When it comes to quantifying evolution, I want to see them attempt to validate molecularly or an attempt to infer selection mathematically. For example, show that the SNP is non-synonymous and causes protein change, and then rescue. Show that it's in a promoter, splice site or enhancer and rescue. Show extended runs of haplotype homozygosity thats significant. Show a selective sweep in the region, or a peak of LD. Show a higher than expected diversity in the target gene between species, and a derth within-species. Run PAML or do some comparative genomics to show the SNP being novel and adaptive. Show me a skewed allele frequency spectrum. There are lots of ways to show positive selection that are outside the toolbox of a lot of GWAS people. HAR1 for example was an absolutely beautiful story of a bioinformatic prediction of adaptive evolution, followed by amazingly solid functional validation : https://www.ncbi.nlm.nih.gov/pubmed/16915236

Alternatively, this paper is a tour-de-force of detecting adaptive evolution bioinformatically. https://www.nature.com/articles/nature10944

If feel like there is this big disconnect between the world of GWAS and the world of population genomics, and this paper was really frustrating because I was open to the hypothesis but it fell flat on the delivery.

Anyway, if you want to know more, check out https://www.ncbi.nlm.nih.gov/pubmed/16285858 this review. It's by one of the eminent population geneticists in the field and really covers the different signals of selection well, and intuitively.

> It is at least a step up from people who come to me (bioinformatics) and ask me to use my divining rod to guess what their SNP 100Kbp from the nearest gene might do.

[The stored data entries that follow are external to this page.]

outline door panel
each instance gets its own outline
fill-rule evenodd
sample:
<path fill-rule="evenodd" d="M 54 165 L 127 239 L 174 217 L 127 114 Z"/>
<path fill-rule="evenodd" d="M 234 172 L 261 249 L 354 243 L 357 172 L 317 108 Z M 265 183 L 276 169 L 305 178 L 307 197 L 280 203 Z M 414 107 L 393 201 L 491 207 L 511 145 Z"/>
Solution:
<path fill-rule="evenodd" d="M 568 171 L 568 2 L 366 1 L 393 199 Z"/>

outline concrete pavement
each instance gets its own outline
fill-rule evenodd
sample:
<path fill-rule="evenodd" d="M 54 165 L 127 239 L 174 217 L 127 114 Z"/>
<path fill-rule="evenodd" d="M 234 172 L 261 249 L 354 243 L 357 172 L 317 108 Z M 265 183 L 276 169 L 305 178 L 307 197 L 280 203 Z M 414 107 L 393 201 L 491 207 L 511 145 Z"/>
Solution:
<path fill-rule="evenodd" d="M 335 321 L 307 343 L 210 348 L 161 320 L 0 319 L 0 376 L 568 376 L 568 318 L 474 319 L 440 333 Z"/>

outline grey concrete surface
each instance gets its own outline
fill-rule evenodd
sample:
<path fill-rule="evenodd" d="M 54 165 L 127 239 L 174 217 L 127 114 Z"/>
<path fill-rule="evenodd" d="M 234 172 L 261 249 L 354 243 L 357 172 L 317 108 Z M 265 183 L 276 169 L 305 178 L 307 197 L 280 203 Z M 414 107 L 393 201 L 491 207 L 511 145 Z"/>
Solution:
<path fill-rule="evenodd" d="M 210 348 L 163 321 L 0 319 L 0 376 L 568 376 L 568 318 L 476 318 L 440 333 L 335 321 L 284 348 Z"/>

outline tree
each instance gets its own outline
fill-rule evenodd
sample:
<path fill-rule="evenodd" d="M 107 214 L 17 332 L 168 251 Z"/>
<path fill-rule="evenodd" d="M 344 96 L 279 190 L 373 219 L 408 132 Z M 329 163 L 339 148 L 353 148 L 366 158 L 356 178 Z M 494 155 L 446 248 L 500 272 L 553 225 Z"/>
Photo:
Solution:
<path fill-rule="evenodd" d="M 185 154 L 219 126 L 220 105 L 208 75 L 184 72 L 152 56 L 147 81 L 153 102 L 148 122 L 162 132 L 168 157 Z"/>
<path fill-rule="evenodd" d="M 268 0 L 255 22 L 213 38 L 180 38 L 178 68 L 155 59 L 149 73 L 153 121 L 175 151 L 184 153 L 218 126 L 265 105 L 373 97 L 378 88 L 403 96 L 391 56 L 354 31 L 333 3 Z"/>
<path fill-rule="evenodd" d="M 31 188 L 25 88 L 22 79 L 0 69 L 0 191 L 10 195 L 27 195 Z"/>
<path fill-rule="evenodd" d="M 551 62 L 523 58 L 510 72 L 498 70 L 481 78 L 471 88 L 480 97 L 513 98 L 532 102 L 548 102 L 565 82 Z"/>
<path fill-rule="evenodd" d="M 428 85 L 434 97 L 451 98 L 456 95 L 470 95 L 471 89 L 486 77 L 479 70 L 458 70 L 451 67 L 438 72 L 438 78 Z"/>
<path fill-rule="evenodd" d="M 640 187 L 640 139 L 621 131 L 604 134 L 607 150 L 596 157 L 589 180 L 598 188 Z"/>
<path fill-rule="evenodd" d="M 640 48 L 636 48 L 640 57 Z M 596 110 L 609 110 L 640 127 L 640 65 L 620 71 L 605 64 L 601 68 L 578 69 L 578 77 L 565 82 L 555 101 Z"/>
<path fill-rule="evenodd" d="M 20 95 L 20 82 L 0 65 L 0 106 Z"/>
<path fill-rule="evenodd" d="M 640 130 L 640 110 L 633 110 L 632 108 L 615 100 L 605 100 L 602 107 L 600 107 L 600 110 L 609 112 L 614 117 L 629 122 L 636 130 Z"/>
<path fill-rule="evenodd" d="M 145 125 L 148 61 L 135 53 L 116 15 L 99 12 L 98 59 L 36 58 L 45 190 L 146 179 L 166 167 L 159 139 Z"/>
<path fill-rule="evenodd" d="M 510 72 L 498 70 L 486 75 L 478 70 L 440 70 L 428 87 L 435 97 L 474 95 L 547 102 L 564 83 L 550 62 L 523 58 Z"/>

Hey, I feel you. I know the struggle all too well.

Thanks for the links, I will check them out. An embarassing correction: the 450K is (as you well know) not a SNP array. Can you tell I've been doing more than my fair share of methylation stuff recently?

The fundamental problem I have with your reply, though, is that the authors were not really concerned with any particular SNP. They wanted to make statements about the group of ASD-related SNPs. Clearly it is infeasible to do most of the things you have suggested here with >100 SNPs. Given that, what do you suggest they should have done?

> Given that, what do you suggest they should have done

Not used the term positive selection. If they hadn't done that this would have been boring, but fine.